|
Catching the industry's eye
“I've been contacted by Anthropolgie, Henri Bendel's in New York and Hallmark,” Zurcher says. “They're checking us out, saying ‘We're watching you to see what your designers are doing.'” Media fashionistas are standing at attention, too, as both shopscadonline.com and the Atlanta store have been highlighted in publications from Vogue to Lucky to Southern Living, as well as Martha Stewart's new magazine, Blue Print. The domestic maven even listed shopSCAD one of her top 100 favorite Web sites to visit.
Zurcher's secret? “We're willing to take more risks,” she says. “Other stores have an influx of mass-produced market items every few months, but we get limited edition items every single week—the byproduct of the artists' class creations.” Two of her biggest sellers are paintings and jewelry. “We excel in those because both are on the cutting edge of art and fashion.”
The upside, of course, is that while the word artist is usually connotative of starving, shopSCAD is positioning its artists to expand their reach (as well as their financial well-being). Faculty member Pamela Wiley recently sold her pillow designs to Anthropologie.

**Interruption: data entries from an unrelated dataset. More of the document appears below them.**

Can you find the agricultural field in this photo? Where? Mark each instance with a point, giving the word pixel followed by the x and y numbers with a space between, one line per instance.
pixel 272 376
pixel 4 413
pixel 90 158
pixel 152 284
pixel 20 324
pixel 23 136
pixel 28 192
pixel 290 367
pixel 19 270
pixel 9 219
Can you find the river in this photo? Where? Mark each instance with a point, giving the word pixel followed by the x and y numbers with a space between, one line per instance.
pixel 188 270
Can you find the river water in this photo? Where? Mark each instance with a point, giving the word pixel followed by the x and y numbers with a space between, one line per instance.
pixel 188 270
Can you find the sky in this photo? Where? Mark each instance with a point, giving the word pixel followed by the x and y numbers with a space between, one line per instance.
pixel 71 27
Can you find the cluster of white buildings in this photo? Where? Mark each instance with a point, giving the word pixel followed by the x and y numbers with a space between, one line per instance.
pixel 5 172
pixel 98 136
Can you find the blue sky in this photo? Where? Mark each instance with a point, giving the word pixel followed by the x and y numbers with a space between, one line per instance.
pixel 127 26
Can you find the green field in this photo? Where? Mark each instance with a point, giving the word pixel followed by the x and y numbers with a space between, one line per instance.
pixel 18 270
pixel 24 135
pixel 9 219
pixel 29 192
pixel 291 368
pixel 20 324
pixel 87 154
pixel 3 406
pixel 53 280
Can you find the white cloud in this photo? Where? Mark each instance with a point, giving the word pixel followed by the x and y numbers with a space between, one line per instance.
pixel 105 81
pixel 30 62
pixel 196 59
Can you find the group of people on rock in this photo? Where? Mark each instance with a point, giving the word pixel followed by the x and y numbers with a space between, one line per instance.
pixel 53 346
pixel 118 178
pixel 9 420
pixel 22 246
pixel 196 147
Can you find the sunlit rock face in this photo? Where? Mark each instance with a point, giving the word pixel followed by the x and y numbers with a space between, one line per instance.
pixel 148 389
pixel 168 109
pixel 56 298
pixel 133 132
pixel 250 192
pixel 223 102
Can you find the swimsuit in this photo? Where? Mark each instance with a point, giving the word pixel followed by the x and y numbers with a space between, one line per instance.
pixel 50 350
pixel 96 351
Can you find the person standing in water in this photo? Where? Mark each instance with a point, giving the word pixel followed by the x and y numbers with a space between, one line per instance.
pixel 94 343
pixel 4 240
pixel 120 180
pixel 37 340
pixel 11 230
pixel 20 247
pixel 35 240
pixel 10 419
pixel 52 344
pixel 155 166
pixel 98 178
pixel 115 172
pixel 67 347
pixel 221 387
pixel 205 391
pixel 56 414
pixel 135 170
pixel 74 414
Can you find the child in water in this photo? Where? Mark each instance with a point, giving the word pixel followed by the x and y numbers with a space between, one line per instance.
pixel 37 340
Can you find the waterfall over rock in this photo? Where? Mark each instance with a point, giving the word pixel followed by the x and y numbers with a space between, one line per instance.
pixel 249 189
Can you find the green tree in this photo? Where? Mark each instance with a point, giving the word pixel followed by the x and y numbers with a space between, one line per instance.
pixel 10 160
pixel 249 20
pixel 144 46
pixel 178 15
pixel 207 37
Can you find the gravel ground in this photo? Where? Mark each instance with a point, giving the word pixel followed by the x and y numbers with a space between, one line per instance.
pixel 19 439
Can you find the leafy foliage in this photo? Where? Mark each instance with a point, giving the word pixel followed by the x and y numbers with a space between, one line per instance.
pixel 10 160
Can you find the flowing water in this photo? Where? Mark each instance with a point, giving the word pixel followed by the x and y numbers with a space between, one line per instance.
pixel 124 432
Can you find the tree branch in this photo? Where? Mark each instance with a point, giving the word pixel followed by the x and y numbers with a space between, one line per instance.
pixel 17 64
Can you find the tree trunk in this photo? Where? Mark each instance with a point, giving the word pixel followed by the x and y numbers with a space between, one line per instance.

And soon after carrying Claire Sanchez's handbags in the store, her wares were featured in Vogue. “Today, the Sanchez name is popping up all over the country,” Zurcher says.
Which is all the reward Zurcher needs: “I love working with artists and I love watching an uncertain student gain confidence in a piece they weren't sure of,” she says. “To see that come to fruition—well, it's incredible.”